James Patterson has described Maximum Ride as his favorite series, and possibly his best. We totally understand why these books are his favorites, as the first installment in the series, Maximum Ride: The Angel Experiment, is an thrill-a-minute rollercoaster full of Buffy-esque quips and butt-kicking—but we shudder to think of the quality of his other novels if this is as good as his writing gets.

Fourteen-year-old Maximum Ride is the leader and oldest member of the "Flock", a group of six scientifically-engineered bird/human hybrids with the ability to fly. Max and her friends escaped from the lab that created them, but they live in constant fear of discovery. When Angel, the youngest member of the group, is kidnapped and sent back to the lab, the Flock is determined to rescue her, even if that means braving the “Erasers”: werewolf-like beings built to defend the lab and the evil scientists who run it.

Maximum Ride isn’t the best-written teen series on the planet. Patterson uses the same tired adjectives over and over (sometimes twice in the same paragraph!), and he’s way too fond of short, terse chapters. (A two-page chapter about a brutal fight might have had some dramatic impact... if previous two-page chapters hadn’t featured stuff like the characters eating breakfast.) Patterson’s writing style isn’t bad enough to totally ruin the series, but it detracts from some of his books’ over-the-top fun.

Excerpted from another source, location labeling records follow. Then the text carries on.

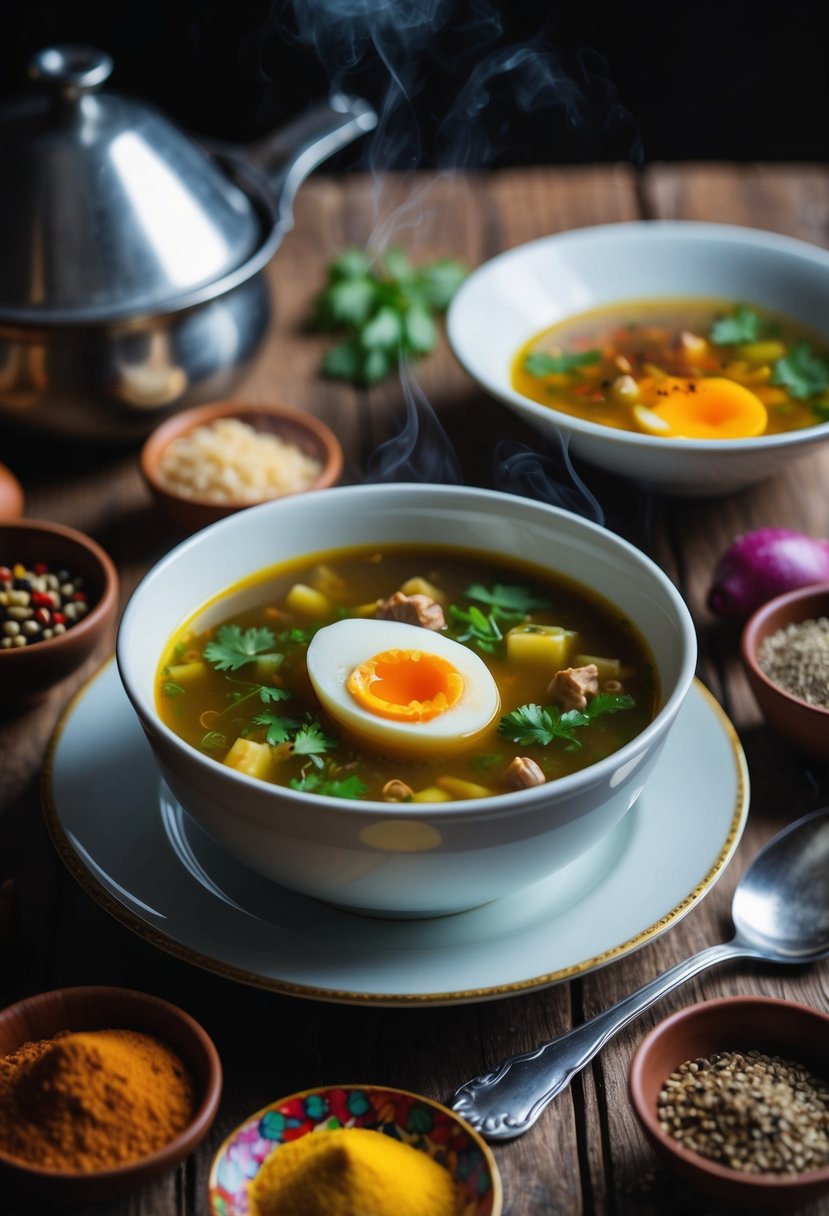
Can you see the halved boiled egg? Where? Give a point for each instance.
(704, 407)
(401, 686)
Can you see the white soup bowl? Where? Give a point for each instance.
(402, 859)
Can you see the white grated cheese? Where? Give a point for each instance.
(229, 461)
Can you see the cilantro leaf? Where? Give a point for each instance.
(278, 728)
(309, 741)
(743, 325)
(801, 372)
(232, 649)
(313, 782)
(477, 628)
(384, 310)
(540, 725)
(540, 364)
(508, 598)
(269, 696)
(213, 739)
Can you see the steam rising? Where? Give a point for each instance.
(485, 96)
(421, 451)
(455, 60)
(519, 469)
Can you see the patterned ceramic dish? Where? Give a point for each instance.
(410, 1118)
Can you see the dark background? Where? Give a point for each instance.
(471, 83)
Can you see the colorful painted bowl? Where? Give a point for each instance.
(426, 1125)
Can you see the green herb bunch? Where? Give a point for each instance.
(385, 309)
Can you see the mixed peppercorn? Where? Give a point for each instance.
(38, 603)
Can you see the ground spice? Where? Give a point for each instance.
(351, 1171)
(796, 658)
(755, 1113)
(91, 1101)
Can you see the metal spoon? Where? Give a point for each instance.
(780, 913)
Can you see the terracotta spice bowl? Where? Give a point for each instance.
(107, 1008)
(294, 427)
(28, 671)
(776, 1028)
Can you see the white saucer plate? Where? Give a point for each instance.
(134, 850)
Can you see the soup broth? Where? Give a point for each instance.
(283, 682)
(680, 369)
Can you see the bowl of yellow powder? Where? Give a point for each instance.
(354, 1149)
(101, 1090)
(214, 460)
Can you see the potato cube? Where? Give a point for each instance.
(608, 669)
(309, 602)
(418, 586)
(251, 758)
(184, 671)
(541, 646)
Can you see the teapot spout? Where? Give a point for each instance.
(293, 152)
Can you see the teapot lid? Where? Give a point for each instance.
(106, 209)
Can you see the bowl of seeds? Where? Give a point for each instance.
(58, 602)
(733, 1095)
(785, 653)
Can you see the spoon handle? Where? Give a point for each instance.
(507, 1101)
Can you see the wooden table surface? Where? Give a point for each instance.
(586, 1154)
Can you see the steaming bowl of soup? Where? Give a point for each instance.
(393, 857)
(588, 307)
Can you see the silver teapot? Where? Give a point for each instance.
(133, 257)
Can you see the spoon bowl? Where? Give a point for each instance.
(780, 913)
(780, 905)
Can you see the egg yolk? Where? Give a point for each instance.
(406, 686)
(709, 407)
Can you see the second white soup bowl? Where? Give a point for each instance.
(402, 859)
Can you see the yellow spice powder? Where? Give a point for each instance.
(351, 1171)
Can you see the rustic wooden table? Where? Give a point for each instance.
(586, 1154)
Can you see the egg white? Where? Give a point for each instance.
(337, 649)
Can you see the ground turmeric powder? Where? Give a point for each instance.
(351, 1171)
(92, 1099)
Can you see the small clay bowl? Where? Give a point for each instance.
(805, 726)
(28, 671)
(11, 495)
(304, 431)
(113, 1008)
(742, 1023)
(440, 1132)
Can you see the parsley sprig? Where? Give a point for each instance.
(743, 325)
(801, 372)
(385, 310)
(507, 606)
(344, 787)
(232, 649)
(540, 364)
(541, 725)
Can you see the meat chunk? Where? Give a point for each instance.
(416, 609)
(571, 687)
(523, 773)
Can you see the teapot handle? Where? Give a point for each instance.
(291, 153)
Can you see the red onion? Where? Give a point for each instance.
(762, 564)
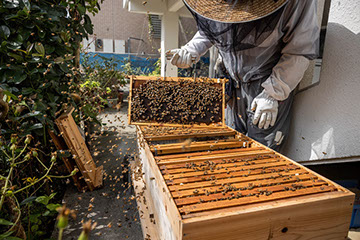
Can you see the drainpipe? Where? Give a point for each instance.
(129, 47)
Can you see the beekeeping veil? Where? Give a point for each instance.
(248, 22)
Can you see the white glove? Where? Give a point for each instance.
(266, 110)
(182, 58)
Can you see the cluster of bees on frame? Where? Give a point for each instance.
(180, 102)
(161, 131)
(227, 191)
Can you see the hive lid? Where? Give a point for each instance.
(176, 101)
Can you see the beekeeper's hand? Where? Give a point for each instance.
(182, 58)
(266, 110)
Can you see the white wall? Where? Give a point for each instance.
(326, 118)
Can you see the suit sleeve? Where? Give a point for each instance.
(301, 44)
(198, 45)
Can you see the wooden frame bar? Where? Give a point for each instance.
(136, 81)
(71, 134)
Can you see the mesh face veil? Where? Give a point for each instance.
(234, 37)
(237, 41)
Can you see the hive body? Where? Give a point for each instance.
(204, 181)
(224, 185)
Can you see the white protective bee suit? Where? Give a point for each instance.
(265, 59)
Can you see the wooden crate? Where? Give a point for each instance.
(137, 81)
(93, 175)
(223, 185)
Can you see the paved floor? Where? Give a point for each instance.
(112, 207)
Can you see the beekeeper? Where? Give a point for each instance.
(265, 46)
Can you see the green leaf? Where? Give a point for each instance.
(59, 60)
(81, 9)
(19, 78)
(52, 195)
(27, 91)
(10, 95)
(29, 47)
(12, 238)
(6, 235)
(5, 222)
(16, 56)
(34, 228)
(40, 49)
(26, 4)
(43, 200)
(4, 32)
(53, 206)
(28, 200)
(34, 127)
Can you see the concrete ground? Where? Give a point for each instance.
(113, 207)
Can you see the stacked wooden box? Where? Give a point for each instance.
(215, 183)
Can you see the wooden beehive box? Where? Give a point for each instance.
(223, 185)
(166, 101)
(206, 181)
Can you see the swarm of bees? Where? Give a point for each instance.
(181, 102)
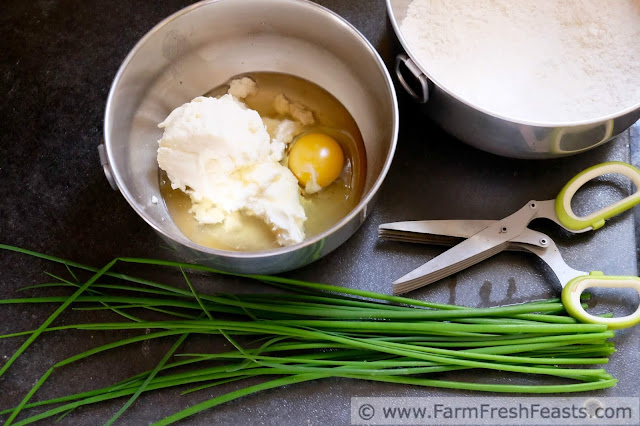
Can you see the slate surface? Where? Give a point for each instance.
(57, 61)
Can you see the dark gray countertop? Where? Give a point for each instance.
(57, 61)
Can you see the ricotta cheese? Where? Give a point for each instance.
(219, 152)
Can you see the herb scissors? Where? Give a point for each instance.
(485, 238)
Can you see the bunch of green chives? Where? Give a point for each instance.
(313, 331)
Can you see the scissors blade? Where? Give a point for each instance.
(480, 246)
(449, 228)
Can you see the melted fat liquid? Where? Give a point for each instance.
(323, 209)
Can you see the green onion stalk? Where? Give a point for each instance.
(306, 331)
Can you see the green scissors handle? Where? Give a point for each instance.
(574, 288)
(571, 221)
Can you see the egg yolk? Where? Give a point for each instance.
(317, 159)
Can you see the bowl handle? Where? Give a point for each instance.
(423, 96)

But picky readers shouldn’t give up on this series just yet: Patterson’s writing skills aren’t as remarkable as his storytelling ability, but the powers that be are planning to turn Maximum Ride into both an animated film and a manga*. These fast-paced, visually dynamic forms will emphasize Patterson’s strengths (amusing dialogue and suspenseful plot twists), and downplay his stylistic missteps. So if you’re in the market for an action-packed sci-fi/coming-of-age story, we suggest thinking of Patterson’s novels as promising first drafts. They might need a bit of polishing, but they've got what it takes to become seriously awesome entertainment.

*As we previously reported.
Posted by: Julianka


20 Dec, 2007 06:23 AM @ version 0

I love this series, crappy writing or no... but I do wish Patterson didn't ALWAY have his characters in life-threatening peril. They just go from one disaster to the next. It would be cool to see them experience a little teen life that wasn't a government plot or whatever, you know?